I am not sure how to go about showing this: $\sum ^{n}_{i=1}\sum ^{i}_{j=1}i-j$ = $\dfrac {1}{6}n\left( n-1\right) \left( n+1\right) $
It is a bit like the formula for $\sum ^{n}_{i=1}i^{2}$
and this $\sum_{i=1}^n \sum_{j=1}^i \frac{i-j}{nm} + \sum_{i=1}^{n} \sum_{j=i}^m \frac{j-i}{nm} = \frac{2 n^2 - 3 n m + 3 m^2 - 2}{6m}$
As I really do not know how to proceed.
First
$$\sum_{j=1}^i (i-j)=\sum_{j=1}^i i-\sum_{j=1}^i j=i^2-\frac{i(i+1)}{2}=\frac{i^2}{2}-\frac{i}{2}$$
Thus
$$\sum_{i=1}^n\left(\sum_{j=1}^i (i-j)\right)=\frac12\sum_{i=1}^ni^2-\frac12\sum_{i=1}^ni\\=\frac{n(n+1)(2n+1)}{12}-\frac{n(n+1)}{4}=\frac{2n^3+3n^2+n-3n^2-3n}{12}\\=\frac{2n^3-2n}{12}=\frac{n(n-1)(n+1)}{6}$$
Here I used the fact, proved here, that
$$\sum_{i=1}^ni^2=\frac{n(n+1)(2n+1)}{6}$$
$$\begin{align} \sum_{i=1}^n\sum_{j=1}^i(i-j) &=\sum_{i=1}^n\sum_{k=0}^{i-1} k &&\scriptsize (k=i-j)\\ &=\sum_{i=1}^n \binom i2\\ &=\binom {n+1}3\\ &=\frac 16 (n-1)n(n+1) \qquad\blacksquare \end{align}$$
I would suggest an inductive proof to that identity.
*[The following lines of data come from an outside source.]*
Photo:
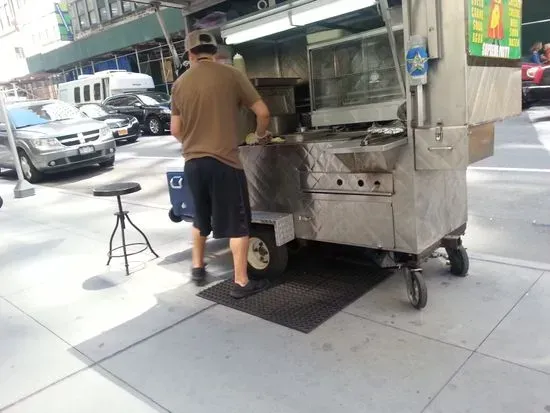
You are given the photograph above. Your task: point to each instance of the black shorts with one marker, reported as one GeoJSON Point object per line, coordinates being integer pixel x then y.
{"type": "Point", "coordinates": [220, 194]}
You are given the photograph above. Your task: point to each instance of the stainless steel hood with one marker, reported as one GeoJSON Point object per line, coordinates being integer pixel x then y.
{"type": "Point", "coordinates": [287, 16]}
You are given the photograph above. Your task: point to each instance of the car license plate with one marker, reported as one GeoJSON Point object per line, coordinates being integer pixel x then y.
{"type": "Point", "coordinates": [85, 150]}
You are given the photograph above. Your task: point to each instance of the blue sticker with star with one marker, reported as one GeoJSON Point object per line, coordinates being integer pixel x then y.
{"type": "Point", "coordinates": [417, 61]}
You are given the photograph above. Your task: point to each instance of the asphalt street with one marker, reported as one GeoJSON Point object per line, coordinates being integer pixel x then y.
{"type": "Point", "coordinates": [509, 193]}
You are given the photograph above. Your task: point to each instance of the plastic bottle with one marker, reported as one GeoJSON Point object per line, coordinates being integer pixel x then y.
{"type": "Point", "coordinates": [239, 63]}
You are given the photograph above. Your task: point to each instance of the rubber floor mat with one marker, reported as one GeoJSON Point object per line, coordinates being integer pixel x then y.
{"type": "Point", "coordinates": [303, 299]}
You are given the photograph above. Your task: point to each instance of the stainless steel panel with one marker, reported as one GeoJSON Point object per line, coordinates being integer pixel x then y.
{"type": "Point", "coordinates": [340, 116]}
{"type": "Point", "coordinates": [494, 93]}
{"type": "Point", "coordinates": [344, 221]}
{"type": "Point", "coordinates": [481, 142]}
{"type": "Point", "coordinates": [283, 225]}
{"type": "Point", "coordinates": [441, 149]}
{"type": "Point", "coordinates": [381, 184]}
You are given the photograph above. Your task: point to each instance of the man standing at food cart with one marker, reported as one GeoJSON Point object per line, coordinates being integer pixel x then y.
{"type": "Point", "coordinates": [205, 114]}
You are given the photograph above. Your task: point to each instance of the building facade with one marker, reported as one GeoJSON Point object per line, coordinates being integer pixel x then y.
{"type": "Point", "coordinates": [89, 16]}
{"type": "Point", "coordinates": [27, 27]}
{"type": "Point", "coordinates": [120, 34]}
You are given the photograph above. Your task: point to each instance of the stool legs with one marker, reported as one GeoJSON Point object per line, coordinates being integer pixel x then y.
{"type": "Point", "coordinates": [122, 216]}
{"type": "Point", "coordinates": [143, 235]}
{"type": "Point", "coordinates": [111, 240]}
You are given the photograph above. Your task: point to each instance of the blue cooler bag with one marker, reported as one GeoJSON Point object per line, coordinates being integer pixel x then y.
{"type": "Point", "coordinates": [183, 207]}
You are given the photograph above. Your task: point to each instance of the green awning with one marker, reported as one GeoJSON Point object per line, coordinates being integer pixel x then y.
{"type": "Point", "coordinates": [113, 38]}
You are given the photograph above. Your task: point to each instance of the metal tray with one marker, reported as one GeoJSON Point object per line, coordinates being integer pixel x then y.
{"type": "Point", "coordinates": [274, 81]}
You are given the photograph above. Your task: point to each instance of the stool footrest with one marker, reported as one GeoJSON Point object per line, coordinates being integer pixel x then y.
{"type": "Point", "coordinates": [144, 246]}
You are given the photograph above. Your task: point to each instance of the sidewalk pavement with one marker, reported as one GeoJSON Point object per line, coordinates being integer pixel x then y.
{"type": "Point", "coordinates": [76, 336]}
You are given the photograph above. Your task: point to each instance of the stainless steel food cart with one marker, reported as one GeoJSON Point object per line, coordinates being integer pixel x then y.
{"type": "Point", "coordinates": [401, 196]}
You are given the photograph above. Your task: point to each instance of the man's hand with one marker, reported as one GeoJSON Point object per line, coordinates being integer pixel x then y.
{"type": "Point", "coordinates": [264, 140]}
{"type": "Point", "coordinates": [175, 127]}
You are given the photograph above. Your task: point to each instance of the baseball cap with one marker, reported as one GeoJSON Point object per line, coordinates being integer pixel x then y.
{"type": "Point", "coordinates": [199, 38]}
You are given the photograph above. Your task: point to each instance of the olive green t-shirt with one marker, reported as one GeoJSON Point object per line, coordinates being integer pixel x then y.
{"type": "Point", "coordinates": [208, 98]}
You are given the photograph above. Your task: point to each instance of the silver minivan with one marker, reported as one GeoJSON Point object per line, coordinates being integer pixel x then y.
{"type": "Point", "coordinates": [53, 136]}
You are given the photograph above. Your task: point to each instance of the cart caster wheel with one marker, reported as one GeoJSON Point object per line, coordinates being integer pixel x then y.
{"type": "Point", "coordinates": [265, 258]}
{"type": "Point", "coordinates": [460, 263]}
{"type": "Point", "coordinates": [416, 288]}
{"type": "Point", "coordinates": [173, 217]}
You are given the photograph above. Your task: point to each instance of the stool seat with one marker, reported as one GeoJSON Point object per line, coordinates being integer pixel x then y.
{"type": "Point", "coordinates": [117, 189]}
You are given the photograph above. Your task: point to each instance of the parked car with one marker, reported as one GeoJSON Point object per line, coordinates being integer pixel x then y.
{"type": "Point", "coordinates": [52, 136]}
{"type": "Point", "coordinates": [152, 109]}
{"type": "Point", "coordinates": [536, 85]}
{"type": "Point", "coordinates": [124, 127]}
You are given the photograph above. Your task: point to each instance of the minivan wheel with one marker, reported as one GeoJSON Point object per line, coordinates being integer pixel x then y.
{"type": "Point", "coordinates": [154, 125]}
{"type": "Point", "coordinates": [108, 164]}
{"type": "Point", "coordinates": [30, 173]}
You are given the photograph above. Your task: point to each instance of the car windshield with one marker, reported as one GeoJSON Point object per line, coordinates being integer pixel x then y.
{"type": "Point", "coordinates": [93, 111]}
{"type": "Point", "coordinates": [154, 98]}
{"type": "Point", "coordinates": [40, 113]}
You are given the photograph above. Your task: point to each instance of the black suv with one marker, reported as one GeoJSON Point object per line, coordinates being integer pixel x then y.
{"type": "Point", "coordinates": [151, 109]}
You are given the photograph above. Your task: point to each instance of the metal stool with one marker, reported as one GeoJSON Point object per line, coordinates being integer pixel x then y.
{"type": "Point", "coordinates": [119, 189]}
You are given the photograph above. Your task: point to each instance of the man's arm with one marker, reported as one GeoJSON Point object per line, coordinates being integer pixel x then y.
{"type": "Point", "coordinates": [175, 120]}
{"type": "Point", "coordinates": [263, 117]}
{"type": "Point", "coordinates": [175, 127]}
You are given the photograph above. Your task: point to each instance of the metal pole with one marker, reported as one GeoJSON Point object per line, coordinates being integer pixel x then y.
{"type": "Point", "coordinates": [23, 188]}
{"type": "Point", "coordinates": [137, 60]}
{"type": "Point", "coordinates": [173, 51]}
{"type": "Point", "coordinates": [163, 70]}
{"type": "Point", "coordinates": [384, 8]}
{"type": "Point", "coordinates": [185, 23]}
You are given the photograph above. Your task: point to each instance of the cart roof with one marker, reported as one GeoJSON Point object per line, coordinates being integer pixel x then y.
{"type": "Point", "coordinates": [187, 6]}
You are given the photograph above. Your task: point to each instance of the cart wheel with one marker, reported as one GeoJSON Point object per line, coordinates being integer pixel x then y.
{"type": "Point", "coordinates": [173, 217]}
{"type": "Point", "coordinates": [460, 263]}
{"type": "Point", "coordinates": [416, 288]}
{"type": "Point", "coordinates": [265, 258]}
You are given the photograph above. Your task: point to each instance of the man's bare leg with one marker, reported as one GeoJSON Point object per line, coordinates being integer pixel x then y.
{"type": "Point", "coordinates": [197, 257]}
{"type": "Point", "coordinates": [239, 248]}
{"type": "Point", "coordinates": [199, 243]}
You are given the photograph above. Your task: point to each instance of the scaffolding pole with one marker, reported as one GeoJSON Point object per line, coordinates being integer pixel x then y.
{"type": "Point", "coordinates": [22, 188]}
{"type": "Point", "coordinates": [173, 51]}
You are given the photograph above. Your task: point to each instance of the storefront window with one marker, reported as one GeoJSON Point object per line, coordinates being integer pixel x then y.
{"type": "Point", "coordinates": [113, 4]}
{"type": "Point", "coordinates": [127, 6]}
{"type": "Point", "coordinates": [103, 15]}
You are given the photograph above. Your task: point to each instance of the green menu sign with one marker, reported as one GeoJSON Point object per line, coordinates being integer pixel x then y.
{"type": "Point", "coordinates": [495, 28]}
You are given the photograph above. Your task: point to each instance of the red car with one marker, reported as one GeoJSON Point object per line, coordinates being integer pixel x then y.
{"type": "Point", "coordinates": [536, 84]}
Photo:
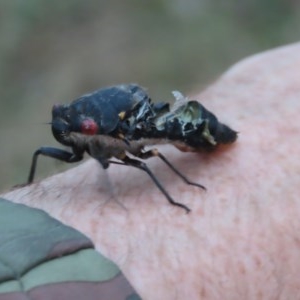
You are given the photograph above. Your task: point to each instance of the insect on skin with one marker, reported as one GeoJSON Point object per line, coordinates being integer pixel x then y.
{"type": "Point", "coordinates": [120, 120]}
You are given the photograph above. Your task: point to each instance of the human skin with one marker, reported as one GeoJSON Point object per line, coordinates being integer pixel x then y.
{"type": "Point", "coordinates": [242, 238]}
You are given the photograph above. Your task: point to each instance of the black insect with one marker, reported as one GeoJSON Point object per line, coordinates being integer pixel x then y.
{"type": "Point", "coordinates": [120, 120]}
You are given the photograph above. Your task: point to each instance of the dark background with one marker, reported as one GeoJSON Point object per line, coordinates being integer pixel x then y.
{"type": "Point", "coordinates": [54, 51]}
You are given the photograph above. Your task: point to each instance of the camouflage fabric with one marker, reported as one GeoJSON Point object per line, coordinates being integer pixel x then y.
{"type": "Point", "coordinates": [40, 258]}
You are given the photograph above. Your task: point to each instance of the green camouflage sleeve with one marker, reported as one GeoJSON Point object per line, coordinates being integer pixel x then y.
{"type": "Point", "coordinates": [40, 258]}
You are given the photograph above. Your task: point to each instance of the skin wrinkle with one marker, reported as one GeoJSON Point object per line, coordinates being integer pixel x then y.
{"type": "Point", "coordinates": [241, 240]}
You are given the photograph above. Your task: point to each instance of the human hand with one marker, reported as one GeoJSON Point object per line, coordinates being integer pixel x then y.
{"type": "Point", "coordinates": [241, 239]}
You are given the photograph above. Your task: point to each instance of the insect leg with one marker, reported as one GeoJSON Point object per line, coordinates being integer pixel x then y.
{"type": "Point", "coordinates": [155, 152]}
{"type": "Point", "coordinates": [54, 153]}
{"type": "Point", "coordinates": [142, 166]}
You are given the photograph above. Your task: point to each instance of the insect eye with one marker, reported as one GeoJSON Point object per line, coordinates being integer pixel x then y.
{"type": "Point", "coordinates": [89, 127]}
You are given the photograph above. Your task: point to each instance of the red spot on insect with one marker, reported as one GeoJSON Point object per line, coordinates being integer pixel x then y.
{"type": "Point", "coordinates": [89, 126]}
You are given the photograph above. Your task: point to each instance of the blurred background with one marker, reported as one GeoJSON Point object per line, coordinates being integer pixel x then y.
{"type": "Point", "coordinates": [54, 51]}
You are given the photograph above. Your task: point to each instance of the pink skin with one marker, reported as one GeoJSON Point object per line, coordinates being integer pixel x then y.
{"type": "Point", "coordinates": [242, 238]}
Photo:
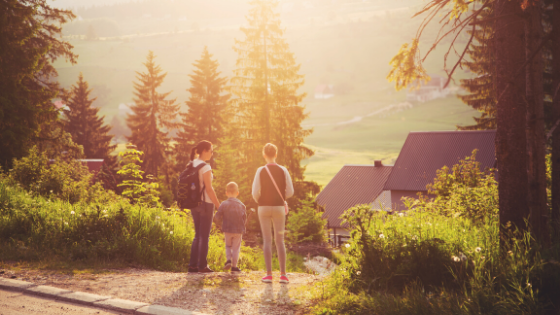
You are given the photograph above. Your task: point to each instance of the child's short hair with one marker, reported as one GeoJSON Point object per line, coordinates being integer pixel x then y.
{"type": "Point", "coordinates": [232, 187]}
{"type": "Point", "coordinates": [270, 150]}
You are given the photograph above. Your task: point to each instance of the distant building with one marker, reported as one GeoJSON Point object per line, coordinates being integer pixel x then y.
{"type": "Point", "coordinates": [383, 187]}
{"type": "Point", "coordinates": [352, 185]}
{"type": "Point", "coordinates": [324, 91]}
{"type": "Point", "coordinates": [431, 90]}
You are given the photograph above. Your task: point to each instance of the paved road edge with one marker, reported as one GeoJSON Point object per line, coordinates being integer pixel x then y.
{"type": "Point", "coordinates": [88, 299]}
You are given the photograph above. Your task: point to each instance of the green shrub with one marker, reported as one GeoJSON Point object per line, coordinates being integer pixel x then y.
{"type": "Point", "coordinates": [466, 191]}
{"type": "Point", "coordinates": [306, 224]}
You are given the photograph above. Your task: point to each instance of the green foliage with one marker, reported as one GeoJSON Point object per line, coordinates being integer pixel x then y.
{"type": "Point", "coordinates": [68, 180]}
{"type": "Point", "coordinates": [207, 108]}
{"type": "Point", "coordinates": [85, 126]}
{"type": "Point", "coordinates": [266, 99]}
{"type": "Point", "coordinates": [406, 69]}
{"type": "Point", "coordinates": [306, 224]}
{"type": "Point", "coordinates": [465, 191]}
{"type": "Point", "coordinates": [135, 189]}
{"type": "Point", "coordinates": [151, 114]}
{"type": "Point", "coordinates": [30, 32]}
{"type": "Point", "coordinates": [425, 263]}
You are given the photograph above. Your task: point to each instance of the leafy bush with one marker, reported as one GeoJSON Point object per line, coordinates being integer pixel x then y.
{"type": "Point", "coordinates": [466, 191]}
{"type": "Point", "coordinates": [306, 224]}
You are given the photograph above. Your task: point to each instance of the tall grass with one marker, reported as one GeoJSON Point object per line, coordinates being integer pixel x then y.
{"type": "Point", "coordinates": [423, 263]}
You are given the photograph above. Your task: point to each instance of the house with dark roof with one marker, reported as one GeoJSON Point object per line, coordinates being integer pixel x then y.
{"type": "Point", "coordinates": [423, 153]}
{"type": "Point", "coordinates": [383, 187]}
{"type": "Point", "coordinates": [352, 185]}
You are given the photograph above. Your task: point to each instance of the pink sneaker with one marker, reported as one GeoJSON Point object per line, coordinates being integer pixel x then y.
{"type": "Point", "coordinates": [284, 279]}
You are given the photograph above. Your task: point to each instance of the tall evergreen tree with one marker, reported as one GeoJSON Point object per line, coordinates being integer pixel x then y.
{"type": "Point", "coordinates": [152, 117]}
{"type": "Point", "coordinates": [482, 96]}
{"type": "Point", "coordinates": [207, 106]}
{"type": "Point", "coordinates": [29, 43]}
{"type": "Point", "coordinates": [267, 103]}
{"type": "Point", "coordinates": [86, 126]}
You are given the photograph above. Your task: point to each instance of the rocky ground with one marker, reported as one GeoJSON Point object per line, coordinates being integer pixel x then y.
{"type": "Point", "coordinates": [216, 293]}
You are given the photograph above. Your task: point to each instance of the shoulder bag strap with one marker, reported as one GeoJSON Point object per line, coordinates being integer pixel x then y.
{"type": "Point", "coordinates": [274, 182]}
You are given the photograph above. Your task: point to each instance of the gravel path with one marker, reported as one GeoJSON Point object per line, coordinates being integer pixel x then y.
{"type": "Point", "coordinates": [17, 303]}
{"type": "Point", "coordinates": [216, 293]}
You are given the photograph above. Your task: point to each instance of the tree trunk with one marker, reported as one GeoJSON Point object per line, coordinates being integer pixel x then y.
{"type": "Point", "coordinates": [511, 147]}
{"type": "Point", "coordinates": [536, 166]}
{"type": "Point", "coordinates": [555, 143]}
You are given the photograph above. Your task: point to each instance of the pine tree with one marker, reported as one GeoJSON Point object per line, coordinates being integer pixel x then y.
{"type": "Point", "coordinates": [206, 108]}
{"type": "Point", "coordinates": [29, 43]}
{"type": "Point", "coordinates": [481, 89]}
{"type": "Point", "coordinates": [152, 117]}
{"type": "Point", "coordinates": [267, 103]}
{"type": "Point", "coordinates": [86, 127]}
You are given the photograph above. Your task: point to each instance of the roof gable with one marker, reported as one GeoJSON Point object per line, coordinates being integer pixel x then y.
{"type": "Point", "coordinates": [352, 185]}
{"type": "Point", "coordinates": [423, 153]}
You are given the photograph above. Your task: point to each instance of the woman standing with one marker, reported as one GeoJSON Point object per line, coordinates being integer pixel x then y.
{"type": "Point", "coordinates": [204, 213]}
{"type": "Point", "coordinates": [271, 187]}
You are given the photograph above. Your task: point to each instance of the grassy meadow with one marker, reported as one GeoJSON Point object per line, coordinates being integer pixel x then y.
{"type": "Point", "coordinates": [350, 50]}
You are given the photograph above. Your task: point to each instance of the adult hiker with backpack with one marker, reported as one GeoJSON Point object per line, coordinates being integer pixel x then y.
{"type": "Point", "coordinates": [271, 187]}
{"type": "Point", "coordinates": [195, 192]}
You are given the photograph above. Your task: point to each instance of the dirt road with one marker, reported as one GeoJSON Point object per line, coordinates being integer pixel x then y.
{"type": "Point", "coordinates": [16, 303]}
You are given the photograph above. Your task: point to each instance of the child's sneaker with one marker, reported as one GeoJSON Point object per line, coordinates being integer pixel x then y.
{"type": "Point", "coordinates": [284, 279]}
{"type": "Point", "coordinates": [227, 265]}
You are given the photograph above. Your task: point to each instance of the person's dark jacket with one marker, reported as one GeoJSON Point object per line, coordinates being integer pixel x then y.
{"type": "Point", "coordinates": [232, 213]}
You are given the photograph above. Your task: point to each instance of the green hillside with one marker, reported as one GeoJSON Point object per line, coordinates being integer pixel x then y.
{"type": "Point", "coordinates": [350, 51]}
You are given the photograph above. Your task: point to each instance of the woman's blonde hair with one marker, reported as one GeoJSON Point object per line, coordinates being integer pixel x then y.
{"type": "Point", "coordinates": [270, 150]}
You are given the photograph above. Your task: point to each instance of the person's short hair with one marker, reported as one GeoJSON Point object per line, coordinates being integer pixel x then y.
{"type": "Point", "coordinates": [232, 187]}
{"type": "Point", "coordinates": [270, 150]}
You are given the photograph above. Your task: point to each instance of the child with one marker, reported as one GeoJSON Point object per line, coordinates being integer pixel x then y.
{"type": "Point", "coordinates": [232, 211]}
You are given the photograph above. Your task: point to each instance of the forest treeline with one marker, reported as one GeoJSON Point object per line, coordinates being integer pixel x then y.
{"type": "Point", "coordinates": [259, 104]}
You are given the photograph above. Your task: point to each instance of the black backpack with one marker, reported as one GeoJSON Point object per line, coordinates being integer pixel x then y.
{"type": "Point", "coordinates": [189, 194]}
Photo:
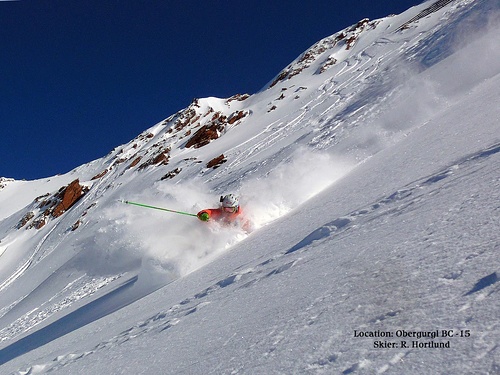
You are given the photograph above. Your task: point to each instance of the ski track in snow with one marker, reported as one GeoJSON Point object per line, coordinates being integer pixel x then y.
{"type": "Point", "coordinates": [325, 359]}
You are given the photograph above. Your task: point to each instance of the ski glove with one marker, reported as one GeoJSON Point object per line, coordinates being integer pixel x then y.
{"type": "Point", "coordinates": [203, 216]}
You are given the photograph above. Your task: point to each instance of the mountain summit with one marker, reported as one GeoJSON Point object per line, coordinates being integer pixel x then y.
{"type": "Point", "coordinates": [369, 169]}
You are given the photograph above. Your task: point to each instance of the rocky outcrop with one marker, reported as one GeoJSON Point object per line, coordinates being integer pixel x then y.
{"type": "Point", "coordinates": [67, 197]}
{"type": "Point", "coordinates": [53, 206]}
{"type": "Point", "coordinates": [216, 162]}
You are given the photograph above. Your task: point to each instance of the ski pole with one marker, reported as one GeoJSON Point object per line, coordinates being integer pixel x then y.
{"type": "Point", "coordinates": [157, 208]}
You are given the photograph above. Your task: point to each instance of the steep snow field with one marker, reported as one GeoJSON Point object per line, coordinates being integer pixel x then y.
{"type": "Point", "coordinates": [374, 190]}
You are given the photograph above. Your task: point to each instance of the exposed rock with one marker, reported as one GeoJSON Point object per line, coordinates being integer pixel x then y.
{"type": "Point", "coordinates": [238, 115]}
{"type": "Point", "coordinates": [68, 197]}
{"type": "Point", "coordinates": [172, 174]}
{"type": "Point", "coordinates": [100, 174]}
{"type": "Point", "coordinates": [26, 218]}
{"type": "Point", "coordinates": [216, 162]}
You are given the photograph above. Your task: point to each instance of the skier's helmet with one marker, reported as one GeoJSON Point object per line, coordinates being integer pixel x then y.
{"type": "Point", "coordinates": [230, 202]}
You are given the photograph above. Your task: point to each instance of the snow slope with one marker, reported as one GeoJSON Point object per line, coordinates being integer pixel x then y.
{"type": "Point", "coordinates": [371, 175]}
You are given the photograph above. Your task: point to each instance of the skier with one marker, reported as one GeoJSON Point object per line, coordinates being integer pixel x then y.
{"type": "Point", "coordinates": [229, 212]}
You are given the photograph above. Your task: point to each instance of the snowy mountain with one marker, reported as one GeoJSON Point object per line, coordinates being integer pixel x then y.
{"type": "Point", "coordinates": [369, 168]}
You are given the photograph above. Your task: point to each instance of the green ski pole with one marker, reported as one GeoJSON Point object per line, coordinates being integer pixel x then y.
{"type": "Point", "coordinates": [157, 208]}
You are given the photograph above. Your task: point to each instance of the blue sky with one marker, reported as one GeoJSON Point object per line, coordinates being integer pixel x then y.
{"type": "Point", "coordinates": [79, 78]}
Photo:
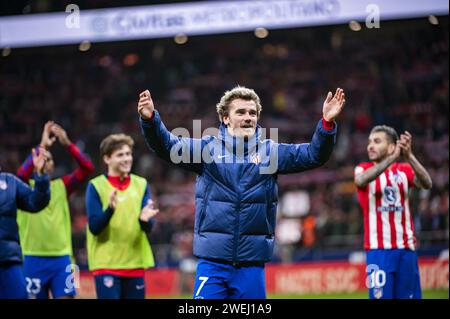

Assume the induction hipotesis $$ \sum^{n}_{i=1}\sum^{i}_{j=1}i-j= \dfrac{1}{6}n\left( n-1\right) \left( n+1\right). $$ It's easy to verify identity for $n=1$, $n=2$ and $n=3$. Consider the scheme. $$ \begin{array}{rl} \sum^{n}_{i=1}\sum^{i}_{j=1}i-j=&0 \\ +&0+1 \\ +&0+1+2 \\ +&0+1+2+3 \\ +&0+1+2+3+4 \\ &\vdots \;\;\;\,\vdots \;\;\;\,\vdots \;\;\;\, \vdots \;\;\;\, \vdots \;\;\;\, \ddots \\ +&0+1+2+3+4+\cdots +i \\ &\vdots \;\;\;\,\vdots \;\;\;\,\vdots \;\;\;\, \vdots \;\;\;\,\vdots \;\;\;\, \quad \;\;\;\, \vdots \;\;\;\,\ddots \\ +&0+1+2+3+4+\cdots +i+\cdots+(n-1) \end{array} $$ Note by scheme that \begin{align} \sum^{n+1}_{i=1}\sum^{i}_{j=1}i-j &= \left[\sum^{n}_{i=1}\sum^{i}_{j=1}i-j\right]+\big[ 1+2+3+\ldots +n\big] \end{align} By induction hipotesis we have \begin{align} \sum^{n+1}_{i=1}\sum^{i}_{j=1}i-j &= \left[\dfrac{1}{6}\left( n-1\right)n\left( n+1\right)\right]+\big[ 1+2+3+\ldots +n\big] \end{align} And since we know that $\dfrac{1}{2}n(n+1)$ is the result of the sum $1+2+3+\ldots +n$ we have \begin{align} \sum^{n+1}_{i=1}\sum^{i}_{j=1}i-j &= \dfrac{1}{6}( n-1)n(n+1)+ \dfrac{1}{2}n(n+1) \\ &= \dfrac{1}{6}(n-1)n(n+1)+ \dfrac{3}{6}n(n+1) \\ &= \Big[(n-1)+ 3\Big]\dfrac{1}{6}n( n+1) \\ &= \dfrac{1}{6}n\cdot (n+1)(n+2) \\ &= \dfrac{1}{6}[\color{red}{(n+1)}-1]\cdot [\color{red}{(n+1)}][\color{red}{(n+1)}+1] \end{align}